Bessie had eluded the furious Jake easily enough.  Amazed by Dolly’s onslaught, he had been too surprised to move quickly in any case, and, when he saw her trying to ruin his bicycle, he was diverted from Bessie and, shouting furiously, ran toward her with the idea of saving his wheel.  So it was no trick at all for the two girls, light on their feet and graceful in their movements, to avoid the shambling, ungainly, overgrown boy, who, smarting from the pain of the scratches Dolly had inflicted, ran after them blindly.

Moreover, they had not gone very far when a farmer’s boy came along, driving a surrey.  He was laughing at the antics of Jake, and when he saw the two girls, he stopped his horses.

“Say, is that big lout trying to catch you two?” he asked.

“He certainly is!” said Dolly.  “Are you going to let him do it?”

“You bet your life I’m not!” said the boy, getting down from the surrey quickly.  “Just you watch those horses, and you’ll see what I do to him.  We don’t think much of fellers who hit girls in these parts.”

Jake was coming along puffing and blowing, and when he saw the two girls he gave a cry of triumph.  But the farmer’s boy checked that quickly, and gave him something else to shout about.

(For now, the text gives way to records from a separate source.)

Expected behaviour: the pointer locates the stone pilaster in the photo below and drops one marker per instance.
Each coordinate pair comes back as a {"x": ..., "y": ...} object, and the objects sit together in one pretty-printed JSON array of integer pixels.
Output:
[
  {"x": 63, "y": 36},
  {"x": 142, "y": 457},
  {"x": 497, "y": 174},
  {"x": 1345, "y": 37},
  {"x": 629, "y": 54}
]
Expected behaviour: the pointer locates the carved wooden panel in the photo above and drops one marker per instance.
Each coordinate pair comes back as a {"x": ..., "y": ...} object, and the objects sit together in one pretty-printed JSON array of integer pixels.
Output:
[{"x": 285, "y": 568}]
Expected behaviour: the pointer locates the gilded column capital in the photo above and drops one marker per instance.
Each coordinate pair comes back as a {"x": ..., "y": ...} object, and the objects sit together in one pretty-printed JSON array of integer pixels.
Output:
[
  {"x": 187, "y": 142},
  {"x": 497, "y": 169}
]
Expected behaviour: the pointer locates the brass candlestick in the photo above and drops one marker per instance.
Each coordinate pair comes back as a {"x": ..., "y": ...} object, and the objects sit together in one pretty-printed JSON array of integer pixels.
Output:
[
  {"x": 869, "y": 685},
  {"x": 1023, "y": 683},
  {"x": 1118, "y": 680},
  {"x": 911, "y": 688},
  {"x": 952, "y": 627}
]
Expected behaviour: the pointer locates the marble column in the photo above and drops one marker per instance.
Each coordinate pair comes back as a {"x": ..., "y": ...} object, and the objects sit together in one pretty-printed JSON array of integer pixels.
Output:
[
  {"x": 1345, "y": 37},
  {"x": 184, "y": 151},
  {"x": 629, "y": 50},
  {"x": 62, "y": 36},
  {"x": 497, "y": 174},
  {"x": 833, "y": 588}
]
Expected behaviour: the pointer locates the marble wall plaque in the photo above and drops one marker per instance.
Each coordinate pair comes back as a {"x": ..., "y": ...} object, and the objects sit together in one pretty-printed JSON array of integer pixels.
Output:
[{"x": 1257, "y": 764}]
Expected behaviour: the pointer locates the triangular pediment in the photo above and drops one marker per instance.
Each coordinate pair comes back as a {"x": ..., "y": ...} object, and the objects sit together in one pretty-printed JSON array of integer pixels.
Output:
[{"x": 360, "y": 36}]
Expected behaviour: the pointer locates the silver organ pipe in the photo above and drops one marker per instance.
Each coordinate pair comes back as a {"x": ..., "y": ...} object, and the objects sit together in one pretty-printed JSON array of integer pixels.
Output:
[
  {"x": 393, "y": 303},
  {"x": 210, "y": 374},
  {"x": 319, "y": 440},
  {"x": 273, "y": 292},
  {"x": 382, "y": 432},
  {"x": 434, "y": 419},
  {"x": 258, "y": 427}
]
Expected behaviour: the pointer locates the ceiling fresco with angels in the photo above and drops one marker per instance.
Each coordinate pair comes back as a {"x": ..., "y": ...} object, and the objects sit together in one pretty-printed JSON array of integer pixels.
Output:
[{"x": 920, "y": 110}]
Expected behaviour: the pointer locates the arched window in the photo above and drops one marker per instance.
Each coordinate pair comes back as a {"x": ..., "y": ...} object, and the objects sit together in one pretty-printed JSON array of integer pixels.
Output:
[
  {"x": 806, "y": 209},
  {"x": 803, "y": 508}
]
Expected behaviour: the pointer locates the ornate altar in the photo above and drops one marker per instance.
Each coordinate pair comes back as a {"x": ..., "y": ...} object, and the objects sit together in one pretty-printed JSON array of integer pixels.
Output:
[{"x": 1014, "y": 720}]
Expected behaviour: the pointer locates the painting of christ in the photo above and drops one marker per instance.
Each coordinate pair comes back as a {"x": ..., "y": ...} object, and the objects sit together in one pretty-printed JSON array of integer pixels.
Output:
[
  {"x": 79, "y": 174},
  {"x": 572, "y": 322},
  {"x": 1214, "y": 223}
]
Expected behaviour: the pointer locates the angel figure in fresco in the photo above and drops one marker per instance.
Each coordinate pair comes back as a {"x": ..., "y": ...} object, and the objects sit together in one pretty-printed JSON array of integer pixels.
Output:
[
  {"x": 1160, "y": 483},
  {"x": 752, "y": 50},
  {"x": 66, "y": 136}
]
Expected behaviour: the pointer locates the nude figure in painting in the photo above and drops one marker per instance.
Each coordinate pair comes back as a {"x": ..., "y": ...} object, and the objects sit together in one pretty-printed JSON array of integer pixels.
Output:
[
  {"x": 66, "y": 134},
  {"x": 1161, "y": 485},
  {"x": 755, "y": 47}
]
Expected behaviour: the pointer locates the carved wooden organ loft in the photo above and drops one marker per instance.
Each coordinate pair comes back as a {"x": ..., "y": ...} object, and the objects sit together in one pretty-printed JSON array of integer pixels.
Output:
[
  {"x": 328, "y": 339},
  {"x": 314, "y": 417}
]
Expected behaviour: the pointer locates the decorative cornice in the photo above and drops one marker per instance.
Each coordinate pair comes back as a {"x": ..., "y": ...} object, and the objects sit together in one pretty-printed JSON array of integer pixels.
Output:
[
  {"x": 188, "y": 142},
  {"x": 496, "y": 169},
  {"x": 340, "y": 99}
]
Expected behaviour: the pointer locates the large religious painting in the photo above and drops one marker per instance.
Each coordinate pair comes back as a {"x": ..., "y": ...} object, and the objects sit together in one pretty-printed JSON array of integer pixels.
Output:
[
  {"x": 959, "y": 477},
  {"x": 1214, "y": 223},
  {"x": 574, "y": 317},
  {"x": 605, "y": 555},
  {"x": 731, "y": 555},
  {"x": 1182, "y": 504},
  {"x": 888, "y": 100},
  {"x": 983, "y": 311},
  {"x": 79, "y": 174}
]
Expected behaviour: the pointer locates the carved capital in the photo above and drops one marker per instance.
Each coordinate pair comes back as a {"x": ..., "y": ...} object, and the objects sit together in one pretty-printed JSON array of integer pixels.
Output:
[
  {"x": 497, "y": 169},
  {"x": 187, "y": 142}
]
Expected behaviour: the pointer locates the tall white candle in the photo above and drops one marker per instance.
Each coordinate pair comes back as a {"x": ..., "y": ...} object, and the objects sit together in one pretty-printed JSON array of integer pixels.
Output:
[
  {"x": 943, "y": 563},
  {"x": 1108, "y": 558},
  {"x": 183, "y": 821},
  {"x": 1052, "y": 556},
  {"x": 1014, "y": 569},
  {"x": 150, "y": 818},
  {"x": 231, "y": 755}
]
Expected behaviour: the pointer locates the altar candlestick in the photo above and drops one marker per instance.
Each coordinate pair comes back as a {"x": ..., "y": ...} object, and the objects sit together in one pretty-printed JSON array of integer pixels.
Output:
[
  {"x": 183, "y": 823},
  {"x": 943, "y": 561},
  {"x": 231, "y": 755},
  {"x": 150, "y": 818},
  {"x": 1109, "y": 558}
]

“Here, you big bully, what are you trying to do?” he demanded, setting himself squarely in Jake’s path.

“Get outer my way!” stormed Jake.  “That young one there smashed my wheel, and the other one is wanted—­she’s wanted by the officers—­she stole a automobile and set my pop’s barn on fire—­”

“That’s a likely story—­I don’t think!” sneered the farmer’s boy.  “Get back now!  Leave them alone, do you hear?  If you try to touch them again, I’ll knock you into the middle of next week—­”

But Jake was too enraged to be afraid, as in his sober senses he certainly would have been.  And rashly he made a quick leap forward, and tried to get out of the way of the big young fellow who was between him and the girls.  There wasn’t any fight; it would not be fair to dignify what followed with such a name.  Jake was knocked down by the first blow; he tried to get up, and was promptly knocked down again.  That brought him to his senses.